While the Asia Pacific region is making accelerated progress in the telephony sector, the area in which the region really stands out is the uptake of advanced Internet technologies, especially broadband Internet access.
This is according to a report by the International Telecommunication Union (ITU). The ITU launched its key Telecommunication/ICT Indicators Report for the Asia-Pacific region, at the ITU Telecom Asia 2008 in Bangkok, Thailand, on Sept. 1.
The report noted that the Asia-Pacific region is the world’s largest broadband market with a 39 per cent share of the globe’s total at the end of 2007. In terms of broadband access, the region has seen subscriber numbers growing almost five-fold in five years: from 27 million at the beginning of 2003 to 133 million at the start of 2008.
Ever Faster Access
In the region’s high-income economies, ubiquitous access is progressing through a competitive race to provide ever faster fixed broadband access, the report said.
Providing concrete examples, the report highlighted that operators in Hong Kong (China) and Japan have launched 1G-bps (gigabits per second) broadband and triple-play services aimed at the residential market, featuring applications such as Internet telephony and television. The Republic of Korea leads the world in terms of the percentage of households with fixed broadband access, and no less than five economies in the top ten are from Asia-Pacific. The Republic of Korea, Hong Kong and Japan also lead the world in terms of the proportion of households with fiber optic connections, essential for supporting the next generation of ultra-high speed Internet applications.
Leaders in 3G Mobile
The ITU report further noted that these high-income economies are also leaders in terms of third generation (3G) mobile cellular deployment. “Fixed and mobile broadband technologies complement each other and users enjoy continuous high-speed Internet access,” it said.

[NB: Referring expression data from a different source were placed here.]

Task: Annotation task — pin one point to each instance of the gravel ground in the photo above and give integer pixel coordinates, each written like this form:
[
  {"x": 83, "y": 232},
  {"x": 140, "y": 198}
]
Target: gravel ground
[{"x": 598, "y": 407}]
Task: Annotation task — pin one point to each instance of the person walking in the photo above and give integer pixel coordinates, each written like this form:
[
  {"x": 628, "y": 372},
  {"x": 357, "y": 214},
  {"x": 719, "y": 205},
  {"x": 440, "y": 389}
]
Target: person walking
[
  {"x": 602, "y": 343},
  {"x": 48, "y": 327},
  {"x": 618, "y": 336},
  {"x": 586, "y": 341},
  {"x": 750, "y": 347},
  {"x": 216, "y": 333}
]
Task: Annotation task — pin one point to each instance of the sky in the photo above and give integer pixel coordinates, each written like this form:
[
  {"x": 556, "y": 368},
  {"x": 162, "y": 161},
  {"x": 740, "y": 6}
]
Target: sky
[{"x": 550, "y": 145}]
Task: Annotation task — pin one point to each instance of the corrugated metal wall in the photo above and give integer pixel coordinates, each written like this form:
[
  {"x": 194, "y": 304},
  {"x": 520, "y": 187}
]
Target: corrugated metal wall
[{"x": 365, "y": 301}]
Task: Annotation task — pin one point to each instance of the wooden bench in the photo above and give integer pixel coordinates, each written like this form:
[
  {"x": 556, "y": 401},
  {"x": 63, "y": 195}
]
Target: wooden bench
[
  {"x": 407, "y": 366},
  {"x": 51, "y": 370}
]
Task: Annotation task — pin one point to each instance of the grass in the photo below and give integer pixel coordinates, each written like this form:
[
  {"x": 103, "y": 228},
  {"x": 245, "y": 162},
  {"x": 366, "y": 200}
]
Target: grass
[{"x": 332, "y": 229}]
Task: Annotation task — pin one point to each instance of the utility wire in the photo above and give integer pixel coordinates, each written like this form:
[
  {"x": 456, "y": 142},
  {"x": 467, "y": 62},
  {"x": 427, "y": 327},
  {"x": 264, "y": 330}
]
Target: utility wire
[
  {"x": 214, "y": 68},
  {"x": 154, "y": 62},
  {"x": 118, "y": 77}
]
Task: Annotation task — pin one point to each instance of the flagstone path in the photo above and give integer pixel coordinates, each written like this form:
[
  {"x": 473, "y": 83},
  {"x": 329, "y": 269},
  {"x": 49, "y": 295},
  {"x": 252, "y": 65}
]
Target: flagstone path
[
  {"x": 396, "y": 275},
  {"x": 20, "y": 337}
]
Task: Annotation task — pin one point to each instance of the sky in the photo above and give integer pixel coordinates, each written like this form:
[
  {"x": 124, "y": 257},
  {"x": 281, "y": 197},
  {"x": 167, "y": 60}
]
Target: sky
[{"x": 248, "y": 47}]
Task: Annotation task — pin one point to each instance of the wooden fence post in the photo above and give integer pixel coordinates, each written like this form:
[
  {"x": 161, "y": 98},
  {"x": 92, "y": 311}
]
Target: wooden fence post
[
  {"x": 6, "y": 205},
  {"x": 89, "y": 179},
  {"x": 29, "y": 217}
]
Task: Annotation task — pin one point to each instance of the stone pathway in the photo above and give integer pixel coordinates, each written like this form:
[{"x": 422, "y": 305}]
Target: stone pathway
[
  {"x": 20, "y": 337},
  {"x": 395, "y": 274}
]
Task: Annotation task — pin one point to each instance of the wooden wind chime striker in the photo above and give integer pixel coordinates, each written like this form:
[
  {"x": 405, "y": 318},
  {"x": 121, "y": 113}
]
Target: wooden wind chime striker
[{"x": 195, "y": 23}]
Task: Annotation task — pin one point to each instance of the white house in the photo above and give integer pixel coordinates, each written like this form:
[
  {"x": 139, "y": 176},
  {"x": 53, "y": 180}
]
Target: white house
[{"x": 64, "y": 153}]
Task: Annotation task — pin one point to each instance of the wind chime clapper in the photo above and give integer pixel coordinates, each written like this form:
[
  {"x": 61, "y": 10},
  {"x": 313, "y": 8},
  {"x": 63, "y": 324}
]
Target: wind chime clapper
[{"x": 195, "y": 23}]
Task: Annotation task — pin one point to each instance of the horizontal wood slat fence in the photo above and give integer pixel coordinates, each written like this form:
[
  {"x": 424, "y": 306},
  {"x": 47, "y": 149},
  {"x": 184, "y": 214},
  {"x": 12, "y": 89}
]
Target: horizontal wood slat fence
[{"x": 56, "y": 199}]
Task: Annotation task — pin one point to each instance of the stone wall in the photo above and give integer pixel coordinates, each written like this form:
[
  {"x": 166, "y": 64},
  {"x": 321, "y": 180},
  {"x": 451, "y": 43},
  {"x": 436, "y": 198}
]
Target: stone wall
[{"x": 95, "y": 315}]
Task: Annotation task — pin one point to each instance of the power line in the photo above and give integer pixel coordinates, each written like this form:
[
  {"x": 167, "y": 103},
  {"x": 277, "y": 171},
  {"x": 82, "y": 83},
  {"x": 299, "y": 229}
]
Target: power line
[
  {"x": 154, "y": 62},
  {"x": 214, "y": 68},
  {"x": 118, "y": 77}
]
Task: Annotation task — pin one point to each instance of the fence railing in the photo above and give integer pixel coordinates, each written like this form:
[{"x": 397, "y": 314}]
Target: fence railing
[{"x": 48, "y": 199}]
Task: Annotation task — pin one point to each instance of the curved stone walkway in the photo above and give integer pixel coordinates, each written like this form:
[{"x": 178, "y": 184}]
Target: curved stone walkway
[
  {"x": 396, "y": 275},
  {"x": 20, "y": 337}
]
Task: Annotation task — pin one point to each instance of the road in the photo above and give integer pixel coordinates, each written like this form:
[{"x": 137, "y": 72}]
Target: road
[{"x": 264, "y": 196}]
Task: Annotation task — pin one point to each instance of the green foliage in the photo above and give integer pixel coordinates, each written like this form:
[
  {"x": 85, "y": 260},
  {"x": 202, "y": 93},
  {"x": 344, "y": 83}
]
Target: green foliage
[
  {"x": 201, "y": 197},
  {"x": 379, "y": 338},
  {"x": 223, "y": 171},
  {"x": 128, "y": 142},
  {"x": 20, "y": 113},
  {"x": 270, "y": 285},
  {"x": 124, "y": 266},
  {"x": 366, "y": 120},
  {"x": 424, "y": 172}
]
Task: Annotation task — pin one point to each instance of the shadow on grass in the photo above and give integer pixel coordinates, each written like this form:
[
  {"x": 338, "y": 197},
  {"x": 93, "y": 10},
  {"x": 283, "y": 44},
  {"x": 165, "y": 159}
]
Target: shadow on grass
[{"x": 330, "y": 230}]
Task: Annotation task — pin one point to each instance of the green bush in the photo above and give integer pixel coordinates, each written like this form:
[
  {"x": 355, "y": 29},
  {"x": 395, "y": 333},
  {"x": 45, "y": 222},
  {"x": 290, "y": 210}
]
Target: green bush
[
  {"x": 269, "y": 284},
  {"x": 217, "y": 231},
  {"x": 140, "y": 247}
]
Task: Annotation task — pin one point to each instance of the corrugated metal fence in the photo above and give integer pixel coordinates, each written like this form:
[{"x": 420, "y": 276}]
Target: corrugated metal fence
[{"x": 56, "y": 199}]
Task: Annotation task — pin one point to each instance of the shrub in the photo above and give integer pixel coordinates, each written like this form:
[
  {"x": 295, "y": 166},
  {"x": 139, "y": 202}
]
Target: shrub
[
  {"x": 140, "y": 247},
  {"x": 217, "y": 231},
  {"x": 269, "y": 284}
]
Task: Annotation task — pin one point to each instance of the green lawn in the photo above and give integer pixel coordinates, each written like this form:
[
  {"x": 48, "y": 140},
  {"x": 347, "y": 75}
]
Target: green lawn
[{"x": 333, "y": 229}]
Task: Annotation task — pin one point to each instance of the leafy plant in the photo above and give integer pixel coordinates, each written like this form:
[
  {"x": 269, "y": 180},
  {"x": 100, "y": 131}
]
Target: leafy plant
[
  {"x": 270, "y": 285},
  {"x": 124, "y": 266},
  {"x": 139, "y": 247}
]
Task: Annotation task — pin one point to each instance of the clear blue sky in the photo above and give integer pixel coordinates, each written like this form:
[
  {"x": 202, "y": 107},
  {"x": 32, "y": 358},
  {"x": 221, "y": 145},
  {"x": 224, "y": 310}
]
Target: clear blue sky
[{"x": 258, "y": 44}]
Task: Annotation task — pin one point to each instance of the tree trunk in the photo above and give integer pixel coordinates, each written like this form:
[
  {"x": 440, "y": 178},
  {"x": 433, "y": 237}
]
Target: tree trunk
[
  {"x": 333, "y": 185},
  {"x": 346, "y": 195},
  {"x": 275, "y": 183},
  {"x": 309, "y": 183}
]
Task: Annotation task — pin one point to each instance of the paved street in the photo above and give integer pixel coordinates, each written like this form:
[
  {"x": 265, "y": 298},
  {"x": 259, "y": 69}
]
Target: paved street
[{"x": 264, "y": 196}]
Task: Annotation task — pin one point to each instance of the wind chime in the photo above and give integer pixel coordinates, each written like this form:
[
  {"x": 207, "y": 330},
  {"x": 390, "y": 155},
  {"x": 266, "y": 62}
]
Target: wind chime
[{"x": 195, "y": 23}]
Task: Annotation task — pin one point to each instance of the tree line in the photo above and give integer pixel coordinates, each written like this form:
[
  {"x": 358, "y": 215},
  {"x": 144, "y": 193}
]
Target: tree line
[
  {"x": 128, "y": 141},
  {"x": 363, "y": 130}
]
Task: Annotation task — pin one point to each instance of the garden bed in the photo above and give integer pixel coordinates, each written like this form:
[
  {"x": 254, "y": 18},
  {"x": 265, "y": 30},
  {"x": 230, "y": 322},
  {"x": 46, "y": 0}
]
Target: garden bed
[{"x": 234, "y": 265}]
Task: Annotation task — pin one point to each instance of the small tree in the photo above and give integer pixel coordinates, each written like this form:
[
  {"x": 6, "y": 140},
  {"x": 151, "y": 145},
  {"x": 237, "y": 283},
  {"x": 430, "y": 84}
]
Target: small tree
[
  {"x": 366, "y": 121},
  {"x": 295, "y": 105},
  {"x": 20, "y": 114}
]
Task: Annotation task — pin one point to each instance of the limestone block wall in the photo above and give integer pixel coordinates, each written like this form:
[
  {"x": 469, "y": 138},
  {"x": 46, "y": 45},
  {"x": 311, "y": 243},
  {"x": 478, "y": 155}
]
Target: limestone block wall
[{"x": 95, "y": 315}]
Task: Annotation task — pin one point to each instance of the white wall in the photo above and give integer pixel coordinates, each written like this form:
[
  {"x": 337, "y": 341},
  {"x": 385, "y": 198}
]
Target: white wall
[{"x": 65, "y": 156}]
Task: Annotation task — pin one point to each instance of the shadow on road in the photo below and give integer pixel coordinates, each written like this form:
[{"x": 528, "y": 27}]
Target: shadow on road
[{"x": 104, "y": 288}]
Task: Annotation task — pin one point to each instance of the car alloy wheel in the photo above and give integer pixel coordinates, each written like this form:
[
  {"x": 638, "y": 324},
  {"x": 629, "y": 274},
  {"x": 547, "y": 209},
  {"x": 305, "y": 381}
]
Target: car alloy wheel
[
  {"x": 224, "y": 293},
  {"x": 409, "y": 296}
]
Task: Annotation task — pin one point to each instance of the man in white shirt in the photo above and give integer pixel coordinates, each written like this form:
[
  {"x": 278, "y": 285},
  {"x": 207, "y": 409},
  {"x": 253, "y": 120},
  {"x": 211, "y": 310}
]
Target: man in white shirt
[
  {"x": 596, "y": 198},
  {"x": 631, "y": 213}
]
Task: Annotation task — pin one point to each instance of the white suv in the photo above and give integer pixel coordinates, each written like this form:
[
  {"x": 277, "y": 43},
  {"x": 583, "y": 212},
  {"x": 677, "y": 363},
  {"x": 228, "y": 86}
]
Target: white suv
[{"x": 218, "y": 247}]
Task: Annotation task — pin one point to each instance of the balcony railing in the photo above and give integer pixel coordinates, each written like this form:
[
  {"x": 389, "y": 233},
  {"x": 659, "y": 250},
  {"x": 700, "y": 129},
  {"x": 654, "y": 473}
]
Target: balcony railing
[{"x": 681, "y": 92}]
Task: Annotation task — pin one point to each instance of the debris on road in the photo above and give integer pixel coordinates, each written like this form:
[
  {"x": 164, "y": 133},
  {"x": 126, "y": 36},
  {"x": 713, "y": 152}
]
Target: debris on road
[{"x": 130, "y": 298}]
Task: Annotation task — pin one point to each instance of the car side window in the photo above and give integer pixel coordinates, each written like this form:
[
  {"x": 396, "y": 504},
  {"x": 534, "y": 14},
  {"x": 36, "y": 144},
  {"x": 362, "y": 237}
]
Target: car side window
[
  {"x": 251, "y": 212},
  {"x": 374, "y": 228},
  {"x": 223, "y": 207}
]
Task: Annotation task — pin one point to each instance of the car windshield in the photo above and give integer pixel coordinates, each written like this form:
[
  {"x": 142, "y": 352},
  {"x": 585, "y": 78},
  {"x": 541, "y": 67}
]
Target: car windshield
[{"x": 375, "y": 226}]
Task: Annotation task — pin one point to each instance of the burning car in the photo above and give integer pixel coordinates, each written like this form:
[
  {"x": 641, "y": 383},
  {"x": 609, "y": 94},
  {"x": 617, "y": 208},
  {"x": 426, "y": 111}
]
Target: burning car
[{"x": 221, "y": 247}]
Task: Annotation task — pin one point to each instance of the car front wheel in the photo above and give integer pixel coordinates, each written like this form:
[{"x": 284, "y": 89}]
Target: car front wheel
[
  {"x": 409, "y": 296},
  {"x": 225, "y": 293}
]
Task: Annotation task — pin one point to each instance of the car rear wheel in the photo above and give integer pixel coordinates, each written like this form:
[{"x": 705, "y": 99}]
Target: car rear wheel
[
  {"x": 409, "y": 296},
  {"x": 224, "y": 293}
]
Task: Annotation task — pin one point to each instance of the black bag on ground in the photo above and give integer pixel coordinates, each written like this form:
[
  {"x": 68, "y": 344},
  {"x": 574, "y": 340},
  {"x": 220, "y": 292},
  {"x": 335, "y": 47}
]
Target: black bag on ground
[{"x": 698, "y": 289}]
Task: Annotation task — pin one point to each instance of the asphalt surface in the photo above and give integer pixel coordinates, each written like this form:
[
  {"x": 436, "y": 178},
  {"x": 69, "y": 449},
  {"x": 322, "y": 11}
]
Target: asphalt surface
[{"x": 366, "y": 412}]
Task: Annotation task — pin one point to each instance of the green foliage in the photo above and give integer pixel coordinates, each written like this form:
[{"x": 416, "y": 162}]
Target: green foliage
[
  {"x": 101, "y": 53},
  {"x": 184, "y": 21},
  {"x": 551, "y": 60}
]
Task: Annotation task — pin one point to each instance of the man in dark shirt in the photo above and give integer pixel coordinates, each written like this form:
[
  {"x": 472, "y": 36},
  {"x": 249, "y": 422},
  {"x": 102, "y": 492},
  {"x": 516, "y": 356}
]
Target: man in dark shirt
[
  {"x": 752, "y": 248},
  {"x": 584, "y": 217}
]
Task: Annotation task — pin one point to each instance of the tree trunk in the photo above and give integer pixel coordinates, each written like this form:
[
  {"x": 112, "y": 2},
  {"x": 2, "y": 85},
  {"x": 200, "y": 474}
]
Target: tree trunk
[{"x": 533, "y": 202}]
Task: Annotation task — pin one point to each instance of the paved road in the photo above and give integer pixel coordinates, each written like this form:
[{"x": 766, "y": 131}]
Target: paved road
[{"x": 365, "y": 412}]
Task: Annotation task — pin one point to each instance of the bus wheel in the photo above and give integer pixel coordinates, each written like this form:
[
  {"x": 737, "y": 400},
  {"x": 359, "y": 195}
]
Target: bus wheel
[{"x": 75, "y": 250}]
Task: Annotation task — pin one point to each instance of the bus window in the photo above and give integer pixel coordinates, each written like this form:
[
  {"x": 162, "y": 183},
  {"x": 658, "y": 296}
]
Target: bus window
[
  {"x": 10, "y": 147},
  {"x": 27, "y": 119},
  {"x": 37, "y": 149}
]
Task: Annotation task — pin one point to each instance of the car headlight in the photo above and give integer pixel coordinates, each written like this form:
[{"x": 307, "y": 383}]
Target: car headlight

Citing the case of the Lion City, the report said that in Singapore, a ubiquitous Internet access plan combining unlimited 8M-bps (megabits per second) fixed broadband, 2 M-bps mobile broadband and access at some 800 WiFi hotspots is available for just US$35 per month.
Regional Broadband Divide
However, not everyone lives the ultimate high-speed Internet access experience, the report said.
“The regional broadband divide is striking, with poor economies having a close-to-zero broadband penetration, compared to that of rich economies where one in four persons is a broadband subscriber,” the report noted.
According to the report, the gap in available broadband speeds between rich and poor countries is as wide as broadband penetration. In Japan, the Republic of Korea and Hong Kong, the minimum advertised broadband speed is faster than the maximum broadband speed in Cambodia, Tonga, Laos and Bangladesh.
Mobile Broadband Lagging
Another significant point raised by report is how mobile phones are not yet fulfilling the potential of broadband access. “By the end of 2007, only Indonesia, the Maldives, the Philippines and Sri Lanka had commercially deployed WCDMA networks,” the report said. “The region’s two largest mobile markets, China and India, have yet to launch mobile broadband. By the end of 2007, there were over 120 million mobile broadband subscribers in the region, but almost all (97 percent) were in high income economies.”
The report also argues that broadband uptake enables a range of socially desirable and valuable online services in areas such as government, education and health. It also identifies a number of obstacles that policy-makers must address to overcome the broadband gap.